The title is the question. Somehow I should know the answer, but I am by no means sure what is meant exactly by it. Perhaps it doesn't have a definite meaning and only in context, could someone provide examples? For instance is the following use of the term acceptable: the structure maps of a direct limit/fibred product/whatever are the morphisms that form part of the direct limit/fibred product/whatever, i.e. which are "part of the structure of the direct limit" (I mean by definition a direct limit is an ordered pair consisting of an object and a family of morphisms having some properties). See also https://mathoverflow.net/questions/42241/errata-for-atiyah-macdonald, the answer by Georges Elencwajg.
I am aware of only one "official use" (abuse of the word): in EGA when defining the category of $S$-objects: the $S$-objects are morphisms $X\rightarrow S$ and informally one refers to $X$ as a $S$-object and the morphism $X\rightarrow S$ as "the structure map of $X$".

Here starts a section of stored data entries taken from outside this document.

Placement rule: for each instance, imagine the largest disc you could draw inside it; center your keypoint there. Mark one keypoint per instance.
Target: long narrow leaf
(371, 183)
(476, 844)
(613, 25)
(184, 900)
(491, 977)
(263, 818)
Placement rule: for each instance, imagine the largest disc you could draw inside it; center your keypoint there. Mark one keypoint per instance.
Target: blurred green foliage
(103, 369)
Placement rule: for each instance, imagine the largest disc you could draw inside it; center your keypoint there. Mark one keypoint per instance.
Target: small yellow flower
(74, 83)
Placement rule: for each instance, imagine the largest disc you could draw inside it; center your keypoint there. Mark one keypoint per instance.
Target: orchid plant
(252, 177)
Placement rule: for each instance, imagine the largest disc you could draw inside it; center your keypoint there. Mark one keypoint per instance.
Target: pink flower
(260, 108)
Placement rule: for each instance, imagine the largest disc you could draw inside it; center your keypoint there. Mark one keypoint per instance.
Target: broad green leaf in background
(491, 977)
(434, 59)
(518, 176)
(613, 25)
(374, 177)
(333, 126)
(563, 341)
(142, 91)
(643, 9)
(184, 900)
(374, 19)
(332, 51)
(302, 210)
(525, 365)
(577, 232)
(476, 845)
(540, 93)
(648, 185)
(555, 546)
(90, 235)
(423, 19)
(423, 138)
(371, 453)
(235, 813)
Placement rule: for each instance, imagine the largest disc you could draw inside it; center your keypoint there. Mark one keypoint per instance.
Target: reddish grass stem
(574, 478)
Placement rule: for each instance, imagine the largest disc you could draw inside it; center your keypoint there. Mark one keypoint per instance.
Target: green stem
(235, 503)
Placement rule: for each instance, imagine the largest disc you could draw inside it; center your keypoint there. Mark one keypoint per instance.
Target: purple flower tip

A structure map is a map which is being specified as part of a structure!
For example, as you say, a scheme over a scheme $S$ is a scheme $X$ equipped with a map $X \to S$; that map specifies the structure of being a scheme over $S$ and so is the structure map. Similarly, a limit or colimit is an object equipped with maps such that etc., and those maps specify the structure of being a limit or colimit and so are the structure maps.